Although the films had a very different style, several topics or images appeared in almost every film in the selection: the most important one seemed to be the lack of money and the huge stress to either make ends meet or at least to keep up the status quo.

In Line of Credit (Kreditis limiti) by Georgian director Salomé Alexi we meet Nino, a woman in her forties who tries to do that. During the Soviet era, she had a privileged life with her family: a big apartment and lots of money to spend abroad to buy gifts. Now, the family has to sell or pawn all the family belongings, including their inheritance and antiques, just to get by and fill one financial hole after another. It is an almost senseless fight, but Nino is telling nobody. Only her sister knows what is going on. That story is told in bright images, which contrast with the hopeless situation of the family, who now has to deal with loan sharks, people they’ve never dealt with in the old days. The film’s open ending leaves no hope for the viewer, who really feels for the main character, who will keep on fighting – because there is no alternative.

The main character Nadezhda of The Lesson (Urok), the feature debut of Bulgarian directors Kristina Grozeva and Petar Valchanov, is also a strong woman who has to struggle with deep financial straits. As a teacher, she tries to set a moral example for the pupils. At home, she is the only driving force in the family, as the husband is a drinking dreamer who only occasionally earns money. Now life is giving her a hard lesson: as it turns out, her husband failed to pay the interest for the family loan, now there are only three days to repay the bank, or they will lose their house. We watch her now hopelessly trying every legal way to obtain the whole sum, until she finally ends up not only in a moral dilemma but has to use the most unusual means to get the money.

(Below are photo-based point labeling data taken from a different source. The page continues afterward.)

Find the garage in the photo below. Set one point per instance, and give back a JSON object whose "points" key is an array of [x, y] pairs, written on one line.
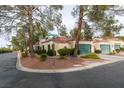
{"points": [[105, 48], [116, 46], [85, 48]]}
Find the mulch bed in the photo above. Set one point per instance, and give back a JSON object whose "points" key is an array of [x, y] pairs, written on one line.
{"points": [[56, 63]]}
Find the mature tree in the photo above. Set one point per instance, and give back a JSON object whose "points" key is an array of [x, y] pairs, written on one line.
{"points": [[48, 16], [95, 15], [88, 33], [19, 42], [80, 23], [62, 30], [39, 32]]}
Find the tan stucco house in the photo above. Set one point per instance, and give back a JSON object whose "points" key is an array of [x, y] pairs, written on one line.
{"points": [[62, 42], [107, 45]]}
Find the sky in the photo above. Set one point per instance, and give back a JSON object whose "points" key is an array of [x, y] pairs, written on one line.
{"points": [[67, 19]]}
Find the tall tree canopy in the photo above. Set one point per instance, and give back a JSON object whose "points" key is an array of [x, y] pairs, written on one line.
{"points": [[14, 16], [97, 17]]}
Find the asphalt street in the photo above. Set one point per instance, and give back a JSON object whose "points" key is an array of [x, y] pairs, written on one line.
{"points": [[107, 76]]}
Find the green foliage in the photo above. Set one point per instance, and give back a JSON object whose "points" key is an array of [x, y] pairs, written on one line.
{"points": [[117, 50], [88, 34], [24, 54], [51, 52], [63, 57], [98, 51], [122, 48], [113, 52], [63, 30], [91, 55], [43, 56], [67, 51], [5, 50], [40, 51], [63, 51]]}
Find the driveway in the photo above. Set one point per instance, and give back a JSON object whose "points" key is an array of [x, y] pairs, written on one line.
{"points": [[110, 75]]}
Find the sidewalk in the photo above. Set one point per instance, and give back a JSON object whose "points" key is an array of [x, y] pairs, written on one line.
{"points": [[78, 67]]}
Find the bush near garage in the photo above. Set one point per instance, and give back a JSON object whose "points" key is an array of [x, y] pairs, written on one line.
{"points": [[24, 54], [91, 55], [5, 50], [43, 56], [40, 51], [122, 48], [64, 52], [98, 51], [117, 50], [113, 52], [51, 52]]}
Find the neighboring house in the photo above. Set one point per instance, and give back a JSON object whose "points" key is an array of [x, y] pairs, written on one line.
{"points": [[107, 45]]}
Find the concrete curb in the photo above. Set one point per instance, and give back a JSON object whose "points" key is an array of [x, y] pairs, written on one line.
{"points": [[22, 68]]}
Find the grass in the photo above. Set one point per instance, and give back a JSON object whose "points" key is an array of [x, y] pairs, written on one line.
{"points": [[91, 56]]}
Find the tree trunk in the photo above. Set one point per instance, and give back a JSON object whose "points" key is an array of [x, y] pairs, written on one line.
{"points": [[30, 30], [80, 23]]}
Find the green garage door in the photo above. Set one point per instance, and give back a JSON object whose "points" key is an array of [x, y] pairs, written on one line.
{"points": [[85, 48], [105, 48], [117, 46]]}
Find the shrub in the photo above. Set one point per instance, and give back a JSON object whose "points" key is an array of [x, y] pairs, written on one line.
{"points": [[43, 51], [98, 51], [91, 55], [117, 50], [63, 57], [43, 56], [122, 48], [63, 51], [51, 52], [24, 54], [40, 51]]}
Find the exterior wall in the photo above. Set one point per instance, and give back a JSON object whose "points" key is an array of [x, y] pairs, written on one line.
{"points": [[97, 45], [61, 45], [88, 42], [46, 45], [111, 43]]}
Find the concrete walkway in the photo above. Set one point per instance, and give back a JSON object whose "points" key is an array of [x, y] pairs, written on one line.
{"points": [[109, 58], [106, 76]]}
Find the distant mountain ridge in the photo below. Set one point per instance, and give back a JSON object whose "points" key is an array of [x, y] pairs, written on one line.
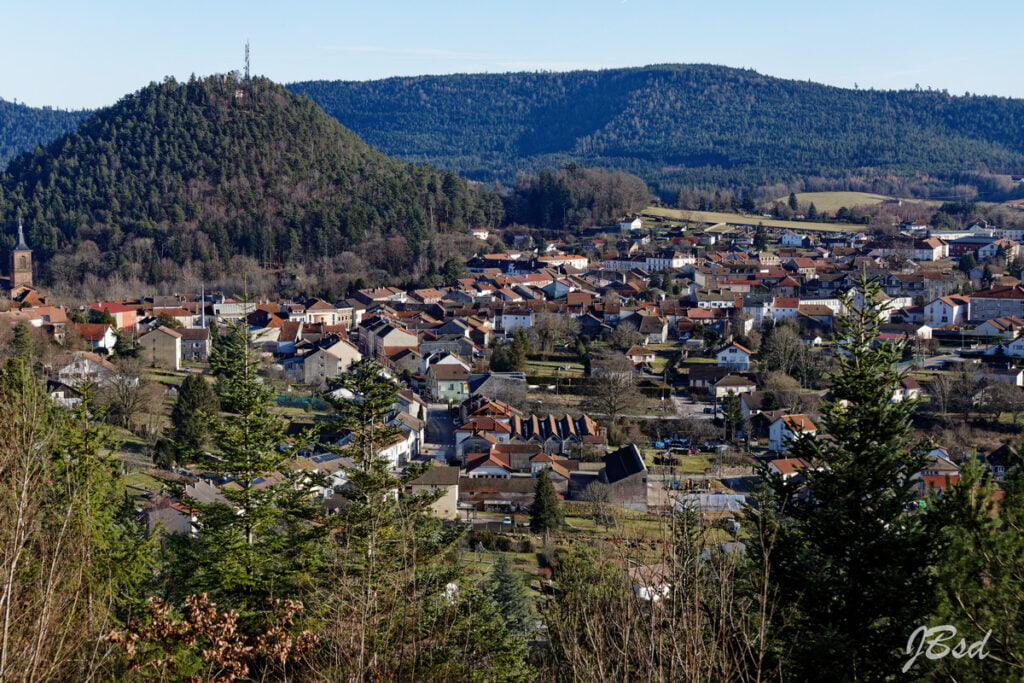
{"points": [[23, 127], [676, 124], [201, 171]]}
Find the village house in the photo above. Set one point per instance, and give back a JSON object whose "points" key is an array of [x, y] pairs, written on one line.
{"points": [[733, 355], [439, 478], [786, 428], [99, 336], [161, 347], [947, 310]]}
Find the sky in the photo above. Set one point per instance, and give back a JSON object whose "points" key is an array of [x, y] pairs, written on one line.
{"points": [[77, 54]]}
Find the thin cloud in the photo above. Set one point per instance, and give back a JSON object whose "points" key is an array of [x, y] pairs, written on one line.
{"points": [[408, 51]]}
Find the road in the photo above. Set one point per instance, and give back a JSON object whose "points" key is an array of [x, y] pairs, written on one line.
{"points": [[687, 409], [440, 430]]}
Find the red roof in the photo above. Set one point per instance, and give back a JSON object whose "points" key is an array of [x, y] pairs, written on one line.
{"points": [[93, 331], [113, 307], [940, 481]]}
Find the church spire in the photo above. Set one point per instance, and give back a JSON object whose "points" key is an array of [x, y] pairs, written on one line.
{"points": [[20, 246]]}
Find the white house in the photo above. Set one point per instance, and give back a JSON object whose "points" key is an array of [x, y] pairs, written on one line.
{"points": [[786, 467], [734, 355], [782, 307], [908, 389], [486, 466], [786, 428], [790, 239], [1007, 327], [993, 249], [953, 309], [514, 318]]}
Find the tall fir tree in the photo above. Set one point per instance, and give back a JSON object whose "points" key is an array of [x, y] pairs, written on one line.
{"points": [[194, 413], [398, 606], [508, 593], [850, 565], [546, 512], [266, 536]]}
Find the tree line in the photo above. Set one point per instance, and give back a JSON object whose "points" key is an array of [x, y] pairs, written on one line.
{"points": [[676, 125]]}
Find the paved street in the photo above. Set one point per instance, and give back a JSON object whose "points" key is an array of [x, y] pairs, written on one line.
{"points": [[440, 431], [687, 409]]}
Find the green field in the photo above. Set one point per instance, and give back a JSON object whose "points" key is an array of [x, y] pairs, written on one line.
{"points": [[723, 220], [835, 201]]}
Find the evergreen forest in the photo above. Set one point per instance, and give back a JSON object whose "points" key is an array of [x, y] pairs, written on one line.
{"points": [[676, 125]]}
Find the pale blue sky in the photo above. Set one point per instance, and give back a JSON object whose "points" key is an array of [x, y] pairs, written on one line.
{"points": [[74, 54]]}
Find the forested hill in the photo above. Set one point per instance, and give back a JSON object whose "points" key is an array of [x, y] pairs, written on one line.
{"points": [[201, 171], [22, 127], [673, 124]]}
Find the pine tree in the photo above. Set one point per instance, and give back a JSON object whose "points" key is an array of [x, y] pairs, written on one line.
{"points": [[194, 412], [397, 608], [850, 565], [25, 347], [267, 537], [508, 593], [545, 513], [980, 560]]}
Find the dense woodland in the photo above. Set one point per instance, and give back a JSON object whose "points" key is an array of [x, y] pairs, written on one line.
{"points": [[677, 125], [24, 127], [176, 180]]}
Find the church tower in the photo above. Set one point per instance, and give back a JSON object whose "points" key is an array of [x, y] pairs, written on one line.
{"points": [[20, 262]]}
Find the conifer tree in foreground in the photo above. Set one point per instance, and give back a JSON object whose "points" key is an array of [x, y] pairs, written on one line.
{"points": [[981, 571], [508, 593], [850, 565], [397, 606], [192, 417], [267, 538], [545, 513]]}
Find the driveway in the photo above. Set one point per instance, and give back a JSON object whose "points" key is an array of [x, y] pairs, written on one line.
{"points": [[687, 409], [440, 430]]}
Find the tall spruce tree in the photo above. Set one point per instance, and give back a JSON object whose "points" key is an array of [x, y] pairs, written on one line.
{"points": [[397, 605], [545, 513], [508, 593], [850, 565], [266, 537], [980, 562], [194, 413]]}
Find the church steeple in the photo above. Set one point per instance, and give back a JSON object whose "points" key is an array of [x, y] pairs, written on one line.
{"points": [[20, 246], [20, 261]]}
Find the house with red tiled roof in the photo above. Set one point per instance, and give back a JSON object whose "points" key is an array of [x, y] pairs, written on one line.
{"points": [[486, 466], [733, 355], [786, 428], [125, 316], [996, 301], [98, 335], [161, 347], [639, 354], [787, 468]]}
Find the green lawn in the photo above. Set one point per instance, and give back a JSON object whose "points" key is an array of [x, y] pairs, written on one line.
{"points": [[552, 368], [833, 202]]}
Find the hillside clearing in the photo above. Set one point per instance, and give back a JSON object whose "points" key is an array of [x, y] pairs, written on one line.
{"points": [[727, 219]]}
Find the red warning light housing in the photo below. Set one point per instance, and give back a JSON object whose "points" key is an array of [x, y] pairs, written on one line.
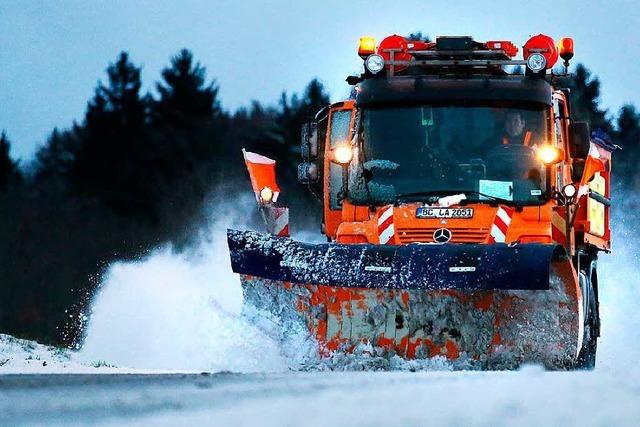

Kebab & Horoscope (Kebab i horoskop) by Polish director Grzegorz Jaroszuk tells about two self-made “marketing experts” (a former kebab chef, the other a horoscope writer), monitoring the senseless work in a carpet store, since no one really works there and apparently doesn’t earn money. Nevertheless, they show up every day, sit and wait, discuss their private lives and daily horoscopes, or they simulate activity. The counsellors themselves are no professionals and practically as helpless as their incapable clients. Sooner or later they become part of the desperate team that one has to like in a way. The film also tells about the seemingly meaningless efforts that people make, where in the end they can only rely on themselves and sometimes on each other in a very dark-humoured way with obvious influences of the strange Scandinavian cinema by Aki Kaurismäki or Roy Andersson. It is only befitting that the cinematographer John Magnus Borge is from Norway.

The sad hero Peter (known as Koza, “The Goat”) of Koza by the Slovak director Ivan Ostrochovský also keeps on fighting. He is a former box champion and semi-professional boxer with Roma background. He tries hard to earn money, either by collecting scrap metal or burning cables. His girlfriend is pregnant and he wants to talk her out of an abortion. Despite the doctor’s advice, he risks his life for as a human punching ball every night in the pit. He only gets paid if he loses and is beaten up, for the amusement of the betting crowd. His only real friend is his manager, who really tries to keep professional distance. But in the end, they are both alone and can rely only on each other. That story is told through rough and mainly steady pictures with a mix of professional actors and non-professionals, such as the main character played impressively by the Slovak ex-boser Peter Baláž.